I encourage you to subscribe to this blog by RSS or email, or bookmark the site in your browswer.

Posting will resume with gusto in the (northern hemisphere) summer!

Editor of Modern Love Column: “Hard Stuff” More Interesting than Romance

Daniel Jones, the editor behind the insanely popular Modern Love column, talks about trends in submissions:

What is the one relationship theme or essay topic that you see over and over?

I see a lot about Facebook.

Really?

That’s got to be the single most written-about topic. It’s just invaded modern life so much that people can’t get away from it. The more surprising thing I see a lot of for a column called “Modern Love” is people being diagnosed with and dying of cancer. It’s gotten to the point where it becomes a red flag, something to avoid. When I’m reading, where I get to that line of “and then he was diagnosed,” or “and she was stage 4,” whatever… It sounds horrible to say it, but, really, there’s just way too much of it.

Have you seen a shift in the trends of the topics you see, from when you first started the column?

In the past year, I got a bunch of stories about people dealing with siblings – or friends, or lovers – who were dealing with going through gender changes and surgeries – like, people whose daughters became sons. That’s not something I saw any of for years. I think the public acceptance of that has shifted, at least in what I see in what people are willing to talk about publicly.

And this on romance vs. the hard stuff:

Do you consider yourself a romantic person?

Umm… I don’t think I’m all that romantic. I think I have romantic dreams about what my life should be, but I’m not getting all excited about Valentine’s Day or anything.

Then, do you think it’s at all ironic that you’re the editor of a column about love?

I think it’s just more about how complicated human relationships are. I pretty much equate romance with naiveté, you know, before “the hard stuff.” And I’m more interested in the hard stuff.

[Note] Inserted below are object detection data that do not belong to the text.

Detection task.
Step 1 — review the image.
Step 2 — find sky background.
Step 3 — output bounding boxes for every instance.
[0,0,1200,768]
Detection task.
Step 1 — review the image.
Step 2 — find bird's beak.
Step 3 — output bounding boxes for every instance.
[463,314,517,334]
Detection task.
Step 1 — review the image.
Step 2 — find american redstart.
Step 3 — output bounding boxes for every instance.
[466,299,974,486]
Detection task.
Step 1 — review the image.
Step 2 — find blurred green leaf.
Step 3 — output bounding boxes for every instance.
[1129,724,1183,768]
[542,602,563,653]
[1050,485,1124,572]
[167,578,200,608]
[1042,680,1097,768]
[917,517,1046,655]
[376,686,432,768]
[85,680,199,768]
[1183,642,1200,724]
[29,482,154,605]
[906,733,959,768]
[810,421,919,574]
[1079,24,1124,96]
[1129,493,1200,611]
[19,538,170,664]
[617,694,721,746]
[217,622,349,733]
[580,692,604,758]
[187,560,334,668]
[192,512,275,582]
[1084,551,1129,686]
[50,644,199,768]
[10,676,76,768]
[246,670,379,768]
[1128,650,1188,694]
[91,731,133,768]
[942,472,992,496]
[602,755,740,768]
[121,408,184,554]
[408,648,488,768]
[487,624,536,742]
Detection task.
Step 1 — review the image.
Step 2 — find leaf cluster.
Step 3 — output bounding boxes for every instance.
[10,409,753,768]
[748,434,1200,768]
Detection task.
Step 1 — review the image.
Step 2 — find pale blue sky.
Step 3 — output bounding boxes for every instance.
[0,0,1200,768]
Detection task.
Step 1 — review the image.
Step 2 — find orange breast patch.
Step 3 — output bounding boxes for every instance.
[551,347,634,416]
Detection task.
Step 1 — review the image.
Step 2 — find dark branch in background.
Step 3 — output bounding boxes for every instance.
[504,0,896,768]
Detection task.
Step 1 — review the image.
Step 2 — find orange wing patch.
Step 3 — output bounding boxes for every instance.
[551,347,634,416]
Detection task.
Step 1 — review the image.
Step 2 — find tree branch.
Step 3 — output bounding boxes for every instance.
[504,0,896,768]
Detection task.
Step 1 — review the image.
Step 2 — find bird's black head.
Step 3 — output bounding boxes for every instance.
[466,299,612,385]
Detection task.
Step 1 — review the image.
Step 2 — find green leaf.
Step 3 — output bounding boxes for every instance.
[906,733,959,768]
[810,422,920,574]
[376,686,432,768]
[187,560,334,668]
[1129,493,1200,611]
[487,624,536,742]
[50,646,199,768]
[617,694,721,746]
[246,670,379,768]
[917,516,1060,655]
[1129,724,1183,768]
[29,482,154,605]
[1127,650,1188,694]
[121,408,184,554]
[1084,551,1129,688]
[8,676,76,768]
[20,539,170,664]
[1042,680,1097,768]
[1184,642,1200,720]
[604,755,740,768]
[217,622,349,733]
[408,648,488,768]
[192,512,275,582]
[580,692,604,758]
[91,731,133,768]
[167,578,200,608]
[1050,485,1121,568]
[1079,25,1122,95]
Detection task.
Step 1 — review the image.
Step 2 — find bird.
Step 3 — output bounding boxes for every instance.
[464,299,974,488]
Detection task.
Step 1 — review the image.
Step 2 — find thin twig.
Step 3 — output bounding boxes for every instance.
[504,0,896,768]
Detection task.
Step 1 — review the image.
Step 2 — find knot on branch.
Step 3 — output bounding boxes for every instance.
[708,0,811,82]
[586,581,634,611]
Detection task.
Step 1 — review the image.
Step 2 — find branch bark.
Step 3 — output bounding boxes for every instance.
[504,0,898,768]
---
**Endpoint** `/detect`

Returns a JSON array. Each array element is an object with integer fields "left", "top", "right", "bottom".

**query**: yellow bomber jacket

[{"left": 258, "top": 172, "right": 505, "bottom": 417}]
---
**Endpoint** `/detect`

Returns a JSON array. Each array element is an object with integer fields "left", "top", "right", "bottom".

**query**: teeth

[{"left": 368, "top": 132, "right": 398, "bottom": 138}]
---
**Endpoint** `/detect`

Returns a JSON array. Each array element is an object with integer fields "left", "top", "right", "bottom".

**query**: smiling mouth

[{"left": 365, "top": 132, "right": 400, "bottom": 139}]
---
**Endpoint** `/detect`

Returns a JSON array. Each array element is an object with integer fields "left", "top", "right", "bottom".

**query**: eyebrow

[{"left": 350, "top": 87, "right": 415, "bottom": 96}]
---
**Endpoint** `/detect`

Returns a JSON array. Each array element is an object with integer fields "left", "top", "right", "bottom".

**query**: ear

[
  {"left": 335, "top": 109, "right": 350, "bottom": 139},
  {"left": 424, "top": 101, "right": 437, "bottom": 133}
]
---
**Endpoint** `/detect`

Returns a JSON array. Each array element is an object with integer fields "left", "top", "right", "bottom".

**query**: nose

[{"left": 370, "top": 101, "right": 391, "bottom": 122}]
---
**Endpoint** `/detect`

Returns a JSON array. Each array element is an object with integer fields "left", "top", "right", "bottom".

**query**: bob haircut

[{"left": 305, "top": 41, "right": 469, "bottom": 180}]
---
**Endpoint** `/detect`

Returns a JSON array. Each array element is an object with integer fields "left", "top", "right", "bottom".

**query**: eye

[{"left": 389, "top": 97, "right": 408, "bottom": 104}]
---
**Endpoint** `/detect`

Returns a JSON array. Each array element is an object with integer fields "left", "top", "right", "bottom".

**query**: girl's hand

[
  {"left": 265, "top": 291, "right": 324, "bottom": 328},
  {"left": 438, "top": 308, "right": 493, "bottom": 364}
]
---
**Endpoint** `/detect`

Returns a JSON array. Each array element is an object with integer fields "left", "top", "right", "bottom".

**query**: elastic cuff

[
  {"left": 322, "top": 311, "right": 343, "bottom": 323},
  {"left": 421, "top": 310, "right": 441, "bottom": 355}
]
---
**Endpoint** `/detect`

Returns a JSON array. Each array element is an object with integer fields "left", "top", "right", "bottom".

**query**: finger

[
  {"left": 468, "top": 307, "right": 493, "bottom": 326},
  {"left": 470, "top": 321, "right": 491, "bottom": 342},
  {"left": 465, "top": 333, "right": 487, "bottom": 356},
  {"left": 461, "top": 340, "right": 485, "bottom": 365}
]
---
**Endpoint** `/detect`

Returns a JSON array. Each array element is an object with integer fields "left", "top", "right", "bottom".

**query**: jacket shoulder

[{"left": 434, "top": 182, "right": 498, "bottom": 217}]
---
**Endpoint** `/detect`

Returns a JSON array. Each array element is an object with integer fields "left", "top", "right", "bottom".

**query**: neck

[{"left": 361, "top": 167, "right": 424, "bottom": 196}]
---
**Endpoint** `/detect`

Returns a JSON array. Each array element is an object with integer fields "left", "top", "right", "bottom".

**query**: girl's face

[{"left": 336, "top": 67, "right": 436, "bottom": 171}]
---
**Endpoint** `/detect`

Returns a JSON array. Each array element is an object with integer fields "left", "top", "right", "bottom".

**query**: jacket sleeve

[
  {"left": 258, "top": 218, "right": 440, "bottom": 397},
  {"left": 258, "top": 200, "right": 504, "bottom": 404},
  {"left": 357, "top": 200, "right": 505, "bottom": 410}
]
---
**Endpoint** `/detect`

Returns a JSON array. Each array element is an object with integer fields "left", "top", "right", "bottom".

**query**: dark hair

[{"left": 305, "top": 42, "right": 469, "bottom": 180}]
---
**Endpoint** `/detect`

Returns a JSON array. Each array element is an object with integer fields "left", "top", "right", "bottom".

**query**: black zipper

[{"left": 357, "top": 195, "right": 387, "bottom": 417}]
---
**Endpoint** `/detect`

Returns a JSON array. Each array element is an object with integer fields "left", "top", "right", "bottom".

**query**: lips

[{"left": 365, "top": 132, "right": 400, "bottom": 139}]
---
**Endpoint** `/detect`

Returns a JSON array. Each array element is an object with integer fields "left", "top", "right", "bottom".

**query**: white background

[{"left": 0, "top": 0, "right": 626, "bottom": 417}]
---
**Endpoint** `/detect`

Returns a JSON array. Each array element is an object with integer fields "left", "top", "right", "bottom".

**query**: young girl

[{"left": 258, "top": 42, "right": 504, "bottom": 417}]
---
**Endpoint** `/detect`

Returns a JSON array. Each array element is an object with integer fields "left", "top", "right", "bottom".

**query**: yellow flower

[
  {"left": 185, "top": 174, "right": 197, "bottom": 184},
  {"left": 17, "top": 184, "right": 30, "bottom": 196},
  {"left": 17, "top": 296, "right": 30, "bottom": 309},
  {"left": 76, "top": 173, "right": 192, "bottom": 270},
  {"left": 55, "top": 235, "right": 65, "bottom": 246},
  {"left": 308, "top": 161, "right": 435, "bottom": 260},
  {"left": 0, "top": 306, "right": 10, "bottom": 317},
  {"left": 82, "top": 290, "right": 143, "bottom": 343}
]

Las Vegas: Authentically Unauthentic

Lasvegas

I recently spent a long weekend in Las Vegas. The buffets were outstanding, the weather warm and pleasant, and the hotels stunning. (I hadn't been there in probably 10 years — a lot has changed.) But the main reason Las Vegas was a surprisingly relaxing city to spend time in is because it is a city that's authentically unauthentic.

When you visit New York City, you worry about whether you are being a tourist, about whether you are doing as the locals do. Same with visiting Paris, Rome, London. But in Las Vegas, everybody is a tourist. Anybody who's not a tourist works in the tourism/hospitality industry. There is no real thing. It's fake all the way to the bottom. The very idea of a sprawling, water guzzling city that sits in the middle of barren desert is too absurd to take seriously.

There was no sin for me in Sin City, but I still found it a nice place to spend a few days in the winter to overeat, have my photo taken in front of the Effiel Tower, walk the strip, and lie by the pool.

Being Wrong vs. Realizing You’re Wrong

Most profound (to me) question at TED: "What does it feel like to be wrong?"

audience answered: bad, embarrassing, awful, etc

"You're answering a different question: what does it feel like to *realize* you're wrong?"

Actually *being* wrong doesn't feel like anything at all. It feels just like being right.

That's from John Lilly's Twitter feed, reflecting on the TED conference.

Imagine No Self-Censorship

Scott Adams has a "winning" post on Charlie Sheen:

Imagine if you stopped filtering everything you said and did. You'd have to be in Charlie Sheen's unique position to get away with it, but just try to imagine yourself living without self-censorship. Wouldn't you sound crazy?

Imagine you are so unafraid of consequences and the opinions of other people that you start sentences before you have a plan for how they will end. Sometimes a sentence turns out well, and sometimes you compare yourself to tigers and mythological gods.

I think Charlie is fascinating because he's living without fear. That translates into a disturbing degree of honesty. And at the moment it gives him an amazing amount of power over the media, which he is using to his advantage.

I can't judge his mental health. And clearly he has a drug issue that will last a lifetime. But I also think that a total lack of fear would look like insanity to the casual observer. And perhaps it is. But it's a strangely great kind of crazy.